— Я уже не ребенок, мама! — запротестовал я. — Я тоже буду сражаться, вместе со всеми!
— Нет, Димитрис. Нет! Ты дал папе слово, я знаю! — строго ответила мама. — Не смей нарушить его сейчас, в такой тяжелый момент. Ты должен делать все как я велю. Папа заранее все устроил, продумал твой отъезд. Я дура, что не рассказала тебе все раньше, теперь придется впопыхах. Значит так, возьми этот бумажник. Там есть несколько визиток людей, которые могут тебе помочь. Обрати внимание на человека, которого зовут Роберт Ленц. Роберт Ленц, запомнил? Это папин очень хороший знакомый, который позаботится о тебе. Ты должен слушаться его и делать, что он скажет. На твой финансовый счет я перечислила деньги, которые котируются в странах Содружества, они должны помочь тебе прожить первое время. Это все наши сбережения — береги их, не трать по пустякам.

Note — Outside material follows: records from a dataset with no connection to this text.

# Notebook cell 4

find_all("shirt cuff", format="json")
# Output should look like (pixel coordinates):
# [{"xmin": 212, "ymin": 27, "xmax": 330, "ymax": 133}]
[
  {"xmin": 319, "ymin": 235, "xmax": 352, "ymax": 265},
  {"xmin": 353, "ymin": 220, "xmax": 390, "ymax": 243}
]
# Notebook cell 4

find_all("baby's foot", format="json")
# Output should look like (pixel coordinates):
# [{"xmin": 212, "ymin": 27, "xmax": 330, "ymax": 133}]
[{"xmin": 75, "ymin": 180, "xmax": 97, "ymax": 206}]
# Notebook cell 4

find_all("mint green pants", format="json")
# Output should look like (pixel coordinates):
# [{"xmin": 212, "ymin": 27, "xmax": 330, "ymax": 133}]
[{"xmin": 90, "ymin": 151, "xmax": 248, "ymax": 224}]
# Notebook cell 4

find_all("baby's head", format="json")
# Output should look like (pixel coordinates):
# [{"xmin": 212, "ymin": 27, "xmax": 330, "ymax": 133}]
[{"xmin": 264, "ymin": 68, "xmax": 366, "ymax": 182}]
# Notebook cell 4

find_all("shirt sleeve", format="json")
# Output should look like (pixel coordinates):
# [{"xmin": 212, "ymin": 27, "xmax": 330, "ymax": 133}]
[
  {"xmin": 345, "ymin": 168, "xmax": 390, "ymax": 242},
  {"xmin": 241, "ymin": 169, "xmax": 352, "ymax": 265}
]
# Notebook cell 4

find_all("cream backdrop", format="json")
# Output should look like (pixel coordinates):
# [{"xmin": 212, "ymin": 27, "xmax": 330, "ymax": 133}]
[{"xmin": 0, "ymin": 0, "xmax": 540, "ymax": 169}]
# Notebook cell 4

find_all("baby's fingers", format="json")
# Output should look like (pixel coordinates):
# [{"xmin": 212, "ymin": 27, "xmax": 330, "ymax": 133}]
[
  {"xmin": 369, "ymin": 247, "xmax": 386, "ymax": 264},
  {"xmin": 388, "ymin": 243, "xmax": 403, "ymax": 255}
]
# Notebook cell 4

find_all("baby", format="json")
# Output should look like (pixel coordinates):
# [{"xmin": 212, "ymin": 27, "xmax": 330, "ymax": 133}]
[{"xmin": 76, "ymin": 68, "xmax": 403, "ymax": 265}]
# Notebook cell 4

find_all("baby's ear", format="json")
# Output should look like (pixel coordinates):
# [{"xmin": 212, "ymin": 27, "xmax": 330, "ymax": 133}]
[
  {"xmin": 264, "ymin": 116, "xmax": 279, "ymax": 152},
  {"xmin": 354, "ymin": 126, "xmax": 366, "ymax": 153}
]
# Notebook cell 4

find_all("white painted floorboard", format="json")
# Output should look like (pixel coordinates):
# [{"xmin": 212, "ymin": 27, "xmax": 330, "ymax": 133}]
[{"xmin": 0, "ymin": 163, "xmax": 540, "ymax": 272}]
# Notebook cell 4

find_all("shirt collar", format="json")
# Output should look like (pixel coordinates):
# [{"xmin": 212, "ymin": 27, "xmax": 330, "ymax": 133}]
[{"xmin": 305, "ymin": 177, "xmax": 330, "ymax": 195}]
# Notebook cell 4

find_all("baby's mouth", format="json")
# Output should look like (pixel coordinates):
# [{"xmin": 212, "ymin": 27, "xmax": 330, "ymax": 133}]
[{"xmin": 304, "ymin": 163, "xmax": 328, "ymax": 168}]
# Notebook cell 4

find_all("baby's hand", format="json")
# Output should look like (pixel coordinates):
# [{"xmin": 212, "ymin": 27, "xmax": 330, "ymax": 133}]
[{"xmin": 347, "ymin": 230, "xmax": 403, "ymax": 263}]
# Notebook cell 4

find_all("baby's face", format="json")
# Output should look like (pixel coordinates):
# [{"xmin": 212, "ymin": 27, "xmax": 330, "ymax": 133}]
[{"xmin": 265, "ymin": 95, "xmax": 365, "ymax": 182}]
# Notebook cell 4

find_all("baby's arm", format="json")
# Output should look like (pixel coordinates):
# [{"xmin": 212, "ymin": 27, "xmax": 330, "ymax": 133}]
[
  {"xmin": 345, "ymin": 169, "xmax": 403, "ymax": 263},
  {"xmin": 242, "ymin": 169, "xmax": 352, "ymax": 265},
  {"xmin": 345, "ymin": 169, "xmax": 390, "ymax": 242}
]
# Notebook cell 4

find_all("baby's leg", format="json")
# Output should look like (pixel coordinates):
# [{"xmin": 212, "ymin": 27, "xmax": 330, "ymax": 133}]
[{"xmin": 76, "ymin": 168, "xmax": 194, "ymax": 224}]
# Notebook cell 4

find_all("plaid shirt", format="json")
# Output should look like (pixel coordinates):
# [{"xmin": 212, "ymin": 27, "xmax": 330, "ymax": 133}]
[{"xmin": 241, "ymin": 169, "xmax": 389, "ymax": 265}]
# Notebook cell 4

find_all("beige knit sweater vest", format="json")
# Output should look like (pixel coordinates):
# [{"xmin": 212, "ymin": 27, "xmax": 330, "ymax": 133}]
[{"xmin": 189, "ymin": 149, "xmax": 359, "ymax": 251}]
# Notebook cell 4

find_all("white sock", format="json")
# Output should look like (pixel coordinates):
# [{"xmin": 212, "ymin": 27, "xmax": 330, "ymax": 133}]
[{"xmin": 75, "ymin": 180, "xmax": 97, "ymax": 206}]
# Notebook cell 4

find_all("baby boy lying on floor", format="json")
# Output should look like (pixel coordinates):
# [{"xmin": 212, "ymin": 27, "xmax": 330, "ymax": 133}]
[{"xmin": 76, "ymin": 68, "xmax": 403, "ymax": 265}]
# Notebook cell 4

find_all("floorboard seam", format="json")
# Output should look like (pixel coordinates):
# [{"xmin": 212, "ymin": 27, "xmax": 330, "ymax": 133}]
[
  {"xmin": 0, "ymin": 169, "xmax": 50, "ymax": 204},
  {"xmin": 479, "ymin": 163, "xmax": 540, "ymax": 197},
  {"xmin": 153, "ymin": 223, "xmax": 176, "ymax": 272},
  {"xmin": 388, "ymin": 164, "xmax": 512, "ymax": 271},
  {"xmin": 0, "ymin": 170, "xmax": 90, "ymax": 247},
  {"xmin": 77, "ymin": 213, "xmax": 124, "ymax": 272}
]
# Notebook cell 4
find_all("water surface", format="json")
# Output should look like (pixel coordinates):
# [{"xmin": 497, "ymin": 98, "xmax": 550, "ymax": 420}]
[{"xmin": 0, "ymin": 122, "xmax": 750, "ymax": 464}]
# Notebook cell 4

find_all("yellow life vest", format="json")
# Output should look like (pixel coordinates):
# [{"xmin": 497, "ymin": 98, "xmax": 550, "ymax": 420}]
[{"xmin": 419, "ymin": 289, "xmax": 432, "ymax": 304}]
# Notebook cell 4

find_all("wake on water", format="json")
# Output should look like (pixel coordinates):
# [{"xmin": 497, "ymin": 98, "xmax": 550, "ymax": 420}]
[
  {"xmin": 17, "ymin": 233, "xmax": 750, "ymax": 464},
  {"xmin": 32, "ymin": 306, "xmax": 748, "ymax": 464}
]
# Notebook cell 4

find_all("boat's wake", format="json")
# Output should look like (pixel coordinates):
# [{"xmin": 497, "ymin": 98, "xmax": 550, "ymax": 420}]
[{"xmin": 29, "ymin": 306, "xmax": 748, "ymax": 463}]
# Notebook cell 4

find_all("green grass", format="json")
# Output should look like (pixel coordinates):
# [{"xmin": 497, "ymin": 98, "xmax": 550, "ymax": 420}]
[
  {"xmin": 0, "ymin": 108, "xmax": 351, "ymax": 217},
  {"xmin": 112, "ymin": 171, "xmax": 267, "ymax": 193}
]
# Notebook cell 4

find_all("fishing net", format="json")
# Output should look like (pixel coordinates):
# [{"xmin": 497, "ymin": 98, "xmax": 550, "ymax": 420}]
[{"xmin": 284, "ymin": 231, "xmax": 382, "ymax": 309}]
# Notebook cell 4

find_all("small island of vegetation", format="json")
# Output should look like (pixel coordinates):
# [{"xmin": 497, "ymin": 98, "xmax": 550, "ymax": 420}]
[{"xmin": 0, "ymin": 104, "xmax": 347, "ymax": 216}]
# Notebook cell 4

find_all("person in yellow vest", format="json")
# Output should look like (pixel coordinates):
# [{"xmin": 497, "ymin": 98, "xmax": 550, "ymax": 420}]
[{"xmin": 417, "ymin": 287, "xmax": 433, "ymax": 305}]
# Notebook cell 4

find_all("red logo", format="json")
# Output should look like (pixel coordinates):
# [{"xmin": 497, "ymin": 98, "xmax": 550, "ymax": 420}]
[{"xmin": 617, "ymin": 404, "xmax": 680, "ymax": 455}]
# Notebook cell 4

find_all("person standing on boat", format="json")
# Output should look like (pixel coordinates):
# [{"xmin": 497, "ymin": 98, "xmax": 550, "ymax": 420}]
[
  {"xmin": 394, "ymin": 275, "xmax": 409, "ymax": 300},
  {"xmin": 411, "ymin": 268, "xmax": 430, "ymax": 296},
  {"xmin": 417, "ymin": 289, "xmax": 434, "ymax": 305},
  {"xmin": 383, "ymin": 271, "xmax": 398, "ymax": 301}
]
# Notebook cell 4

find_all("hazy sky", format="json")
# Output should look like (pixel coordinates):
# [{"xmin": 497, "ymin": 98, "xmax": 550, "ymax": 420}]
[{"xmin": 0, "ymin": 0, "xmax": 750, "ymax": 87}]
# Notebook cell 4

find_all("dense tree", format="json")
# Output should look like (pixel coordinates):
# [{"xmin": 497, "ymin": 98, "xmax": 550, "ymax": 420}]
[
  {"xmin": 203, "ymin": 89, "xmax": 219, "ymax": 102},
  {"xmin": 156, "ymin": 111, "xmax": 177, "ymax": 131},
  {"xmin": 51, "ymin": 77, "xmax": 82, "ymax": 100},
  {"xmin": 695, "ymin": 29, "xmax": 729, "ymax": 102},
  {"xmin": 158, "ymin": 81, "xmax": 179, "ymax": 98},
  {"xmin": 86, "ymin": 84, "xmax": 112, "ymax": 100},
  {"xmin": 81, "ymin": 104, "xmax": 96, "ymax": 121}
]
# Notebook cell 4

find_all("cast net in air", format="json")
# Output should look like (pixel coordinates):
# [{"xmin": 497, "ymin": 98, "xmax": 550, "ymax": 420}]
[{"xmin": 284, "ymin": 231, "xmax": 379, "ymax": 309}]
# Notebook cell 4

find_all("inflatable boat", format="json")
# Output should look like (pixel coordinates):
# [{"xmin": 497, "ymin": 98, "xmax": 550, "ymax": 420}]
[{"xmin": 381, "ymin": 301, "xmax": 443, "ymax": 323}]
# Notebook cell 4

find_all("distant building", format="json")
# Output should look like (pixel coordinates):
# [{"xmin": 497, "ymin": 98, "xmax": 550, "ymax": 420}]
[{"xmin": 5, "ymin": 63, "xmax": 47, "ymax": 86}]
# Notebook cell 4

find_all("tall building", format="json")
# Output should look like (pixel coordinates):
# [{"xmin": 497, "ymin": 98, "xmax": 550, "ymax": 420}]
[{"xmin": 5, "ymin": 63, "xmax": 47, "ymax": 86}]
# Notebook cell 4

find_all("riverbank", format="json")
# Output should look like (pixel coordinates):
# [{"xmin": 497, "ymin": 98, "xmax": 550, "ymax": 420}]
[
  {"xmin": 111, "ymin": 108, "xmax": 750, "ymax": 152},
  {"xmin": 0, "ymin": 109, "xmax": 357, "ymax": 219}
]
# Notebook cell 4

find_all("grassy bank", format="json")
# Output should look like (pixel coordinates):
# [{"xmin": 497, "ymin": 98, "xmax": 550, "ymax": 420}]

Ты ведь уже взрослый, Димитрис, я очень рассчитываю на твою ответственность!
— Подожди-ка, мама, — запротестовал я. — Мы же собирались уехать вместе! Ты что?!
— Димитрис, — она покачала головой. — Я медик со стажем, военнообязанная. Люди здесь нуждаются во мне. И на моем попечительстве дети в центре Хаберна. Я не могу уехать прямо сейчас. Мне нужно кое-что устроить, а потом… Посмотрим, как сложится ситуация, не будем загадывать наперед. Мы будем постоянно держать с тобой связь.
— Мама, да ты что?! — ужаснулся я. — Эти фашисты будут здесь через день-два. Они же тут всех поубивают!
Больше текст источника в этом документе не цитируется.